For his own petty ends.
‘You and Theodorus have more in common than you might think,’ she told her captor.
‘I doubt that.’ He came towards her, stopping less than a pace away in the oblong of light from the door. Regardless of the circumstances, Claudia had to admit the Spider cut a fine figure. Still on the good side of forty, he was hardly the squat, repellent creature she’d imagined sitting at the centre of his web. Here was a lean, mean, fighting machine, every inch of him hard muscle with a no-messing jaw and lips that had probably kissed a thousand willing women.
‘Theo was a pretty-boy, weak and self-serving, who mistook cunning for intelligence,’ he said. ‘We had quite a long chat, in the end.’ He gave Theo’s hair an affectionate ruffle. ‘But then, of course, we have ways…’ He left the sentence hanging.
‘You think I’m cowed by your bully-boy tactics?’ She spat, folding her arms across her breast in defiance.
‘No.’ With a taut smile of agreement, he strode across to the window and flung wide the shutters. A rush of bright light flooded the room. Beyond the water sparkled and danced over the rock as a pair of yellow wagtails darted and dived for flies, flicking their tails on the rocks.
She wondered what he was waiting for. Why the smug twinkle in his eye. Damn you, Spider man. I’m not playing your game. She focused her gaze on the waterfall.
‘You still have something I want,’ the rebel chieftain said at last. ‘The final part of the map.’
‘It will stick in your craw to admit a mistake, but your thugs turned my room over this morning. Did they find it? Of course not. I’d already passed my pouch over to Ecba.’
‘Tut, tut. Untruths from a mouth as pretty as yours?’ He shook his head sadly. ‘Alas for you, my man-the drunken sailor, you might recall him?-informs me this was not the case and, frankly, of the two of you, I’m more inclined to take his word over yours. Now, then.’ With a broad sweep of his hand, he indicated the deerskins opened out and arranged on the table. ‘I have Ecba’s collection, Theo’s collection, and only this morning did my agents relieve the priest, the glass-blower and the astrologer of their pouches.’ He gave a deprecating shrug. ‘One barely needs to be observant to note there is a gap.’
Right smack in the middle. Claudia’s heart skipped a beat.
‘That’s my piece, that one there.’ She pointed to the north-west corner.
‘Bluffs are only as reliable as the intelligence of the person one is aiming to con. Please don’t insult mine.’

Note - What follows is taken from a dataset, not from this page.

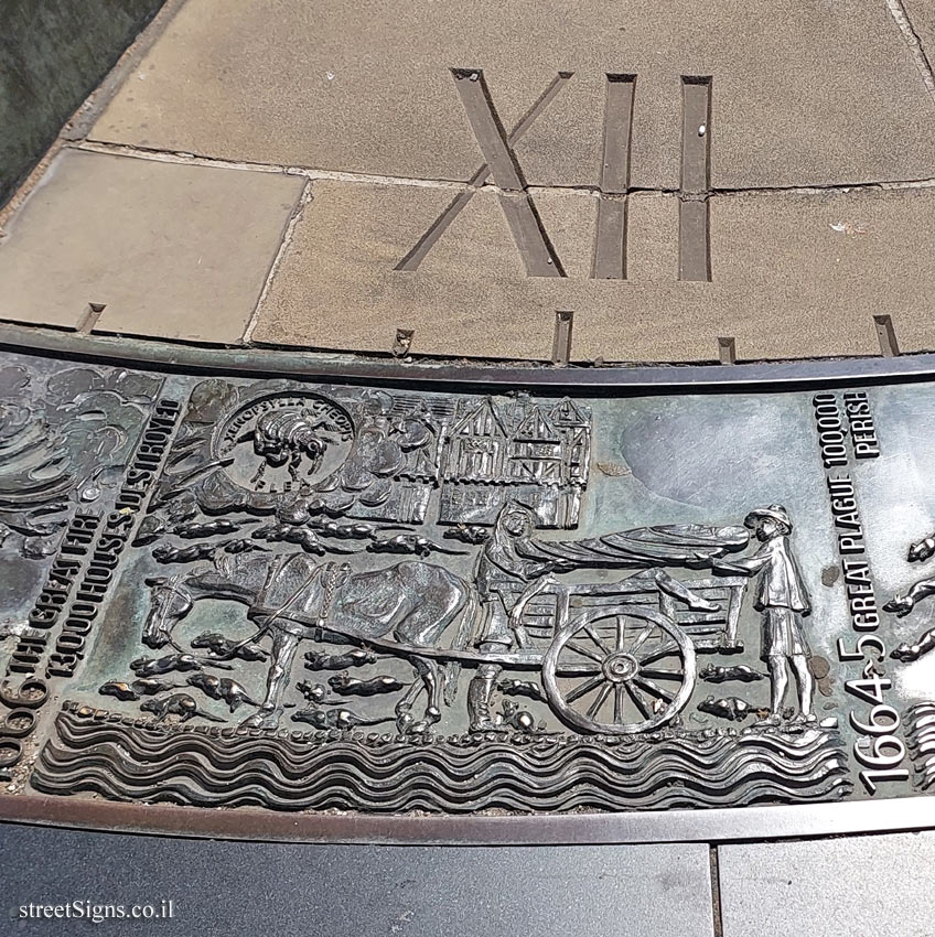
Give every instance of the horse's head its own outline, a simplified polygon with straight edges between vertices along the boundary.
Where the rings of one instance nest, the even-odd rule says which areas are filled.
[[[192,611],[193,600],[182,584],[181,575],[166,579],[164,575],[146,580],[150,589],[149,614],[143,625],[142,640],[147,647],[158,648],[168,644],[172,628]]]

‘I wouldn’t dream of it,’ Claudia said. ‘Anything that tiny isn’t worth bothering with.’
Dammit, what was he playing at? All this time, just standing there. As though waiting for something… As though bored with the conversation, she walked over to examine the map on the table. From the corner of her eye, something caught her attention. The far wall. She glanced back at the Spider. His grin was wider. She refused to look at the wall. What could possibly- Jupiter, Juno and Mars!
Spinning backwards, her whole body shaking, her skin clammy, Claudia ran to the door and threw up over the cobbles. Lewd and raucous laughter rang out from the rebel thugs. She didn’t hear. How many niches in his wall? Twenty? Twenty-five? Each filled with a dried-up human head.
‘You’re sick, you know that,’ she said, staggering back.
‘Don’t be squeamish. The head is the seat of power, and I hold for eternity the power of my enemies.’
‘Eternity, she scoffed, wiping her mouth. Inside, every bone, every organ seemed to have melted away, there was nothing inside but a great gaping hole.